Выбрать главу

Иначе говоря, соединение науки с производительным трудом Уинстенли рассматривал в качестве основного условия прогресса, в том числе и самой науки. Так, о лесоводстве он писал: «И здесь все плотники, столяры, токари… и все, кто трудится в лесу и обрабатывает дерево, могут открыть тайну природы, чтобы сделать леса более обильными, ускорить их рост, увеличить их пользу». Точно так же и во всех других отраслях хозяйства задача научных открытий возлагается в первую очередь на тружеников, опытным путем познающих природу вещей. Недаром Уинстенли назвал новую науку трудовым знанием в противопоставление книжному знанию. Уинстенли неоднократно подчеркивал практическую цель обучения и науки вообще, которая заключается в использовании ее открытий на благо общества. Так, на вопрос, чему следует учить человека, он отвечал: «Каждому ремеслу, искусству и науке, при помощи которых… могут быть открыты тайны творения, с тем чтобы (человек) знал, как надлежащим образом управлять Землей».

Если верно, что подобного рода высказывания Уинстенли обнаруживают влияние наследия Бэкона, то это все же еще не вся истина. Идеолог плебса сделал дальнейшие выводы из естественнонаучного мировоззрения своего великого предшественника в данной области.

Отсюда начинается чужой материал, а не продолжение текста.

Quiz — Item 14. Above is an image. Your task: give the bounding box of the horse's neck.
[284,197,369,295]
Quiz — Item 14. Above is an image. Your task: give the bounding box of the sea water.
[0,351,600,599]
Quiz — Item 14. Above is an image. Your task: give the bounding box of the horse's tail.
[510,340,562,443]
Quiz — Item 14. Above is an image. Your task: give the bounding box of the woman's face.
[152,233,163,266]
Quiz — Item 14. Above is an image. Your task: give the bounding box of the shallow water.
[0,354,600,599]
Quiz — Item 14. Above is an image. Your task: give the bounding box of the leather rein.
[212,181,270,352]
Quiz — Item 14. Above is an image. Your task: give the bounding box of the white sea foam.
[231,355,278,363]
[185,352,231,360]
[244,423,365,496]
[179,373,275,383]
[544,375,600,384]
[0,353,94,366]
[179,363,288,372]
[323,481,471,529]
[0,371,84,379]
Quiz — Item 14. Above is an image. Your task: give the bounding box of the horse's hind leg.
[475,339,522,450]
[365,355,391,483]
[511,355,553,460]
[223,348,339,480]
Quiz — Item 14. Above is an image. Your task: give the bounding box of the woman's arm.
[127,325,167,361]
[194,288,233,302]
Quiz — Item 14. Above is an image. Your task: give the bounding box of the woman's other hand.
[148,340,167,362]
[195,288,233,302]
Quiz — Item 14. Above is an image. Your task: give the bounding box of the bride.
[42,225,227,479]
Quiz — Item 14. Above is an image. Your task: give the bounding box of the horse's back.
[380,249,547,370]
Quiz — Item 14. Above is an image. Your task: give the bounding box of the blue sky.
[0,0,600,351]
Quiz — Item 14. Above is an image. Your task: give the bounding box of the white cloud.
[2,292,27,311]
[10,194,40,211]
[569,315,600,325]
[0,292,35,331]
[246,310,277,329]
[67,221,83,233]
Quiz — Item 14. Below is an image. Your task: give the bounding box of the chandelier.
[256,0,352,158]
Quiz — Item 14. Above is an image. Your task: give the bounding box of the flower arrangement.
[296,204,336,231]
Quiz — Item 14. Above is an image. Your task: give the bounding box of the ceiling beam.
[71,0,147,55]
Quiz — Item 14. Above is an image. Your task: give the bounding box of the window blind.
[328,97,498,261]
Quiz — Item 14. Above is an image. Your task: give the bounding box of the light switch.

Если в основе познания лежит опыт, если критерием истины является практика, то правомерно было бы заключить, рассуждал он, что лишь производительный труд является основой полезных знаний. «Кто же лучше знает поведение сил природы, — рассуждал Уинстенли, — чем те, кто своим трудом на них воздействует». При этом, однако, речь идет о труде свободных членов справедливо устроенного общества: «Когда люди обеспечены пищей и одеждой, их разум (освободившись от тревог) созреет и станет способным погрузиться в тайны творения, ибо страх перед нуждой погубил много ценных открытий».

Наконец, в курс образования детей Уинстенли включил также языки и «истории предшествующих веков». После того как дети «укрепили свой разум» в школе под руководством учителей, они переходят на выучку в зависимости от склонностей в какую-либо мастерскую, где за их обучением следит не только мастер, но и «инспектор» данного ремесла. Обучаются не только мальчики, но и девочки, причем наряду с грамотой и музыкой последние усваивают портняжное искусство, а также прядение, вязание и др. Республика всячески поощряет молодых тружеников в поисках новых приемов труда, в изобретениях и научных открытиях, воздавая им почести. Почетные титулы украшают граждан либо по достижении определенного возраста, либо за открытия, невзирая на возраст.

Таковы основные черты «Закона свободы» Уинстенли — этой удивительной социальной утопии, созданной в ходе революции середины XVII века социальным опытом и силой воображения английского плебея. И если бы в этой утопии не было ничего другого, кроме одной-единственной мысли о том, что подлинная свобода и строй частной собственности — понятия взаимоисключающие, то и в этом случае — в условиях Англии середины XVII века — ее с полным основанием можно было бы причислить к величайшим творениям идеологов Английской революции. Переплетение в «Законе свободы» социального идеала плебса и критики с этих позиций реальной действительности, «проекта» конституции «Истинной Республики» и лозунгов, отражающих специфику и требования момента, позволяет усмотреть в утопии Уинстенли революционно-критический памфлет и программу углубления демократического содержания происходящей в стране революции, доведения ее до реализации устремлений плебейских масс.

Завершая краткое изложение «Закона свободы», следует заметить, что для Уинстенли речь в нем шла не об установлении в Англии нового, до тех пор не известного в этой стране общественного строя. Наоборот, как свидетельствует второй заголовок этого памфлета — «Истинное правительство восстановленное», Уинстенли рассматривал обрисованное им справедливое общественное устройство как восстановление строя, уже однажды, на заре истории, существовавшего в Англии, но затем уничтоженного в результате нормандского завоевания. Как мы уже знаем, это был широко распространенный в годы революции миф, к которому прибегали с различными целями идеологи и политики различных классов и общественных слоев в лагере парламента. Только один Уинстенли использовал его для обоснования коммунистической утопии плебса. И то обстоятельство, что аргументами в пользу реальности достижения этого идеала в Англии середины XVII века послужили не доводы абстрактного разума и морали, а «история», связывает ее со средневековыми мечтаниями угнетенных о «правде» и «справедливости», якобы царившими среди людей в прошлом и затем утерянными в результате «грехопадения», «порчи» или «злого рока». Так воедино переплелись историческая реальность и исторический миф, мистицизм и рационализм, плоды воображения и глубочайшего социального анализа.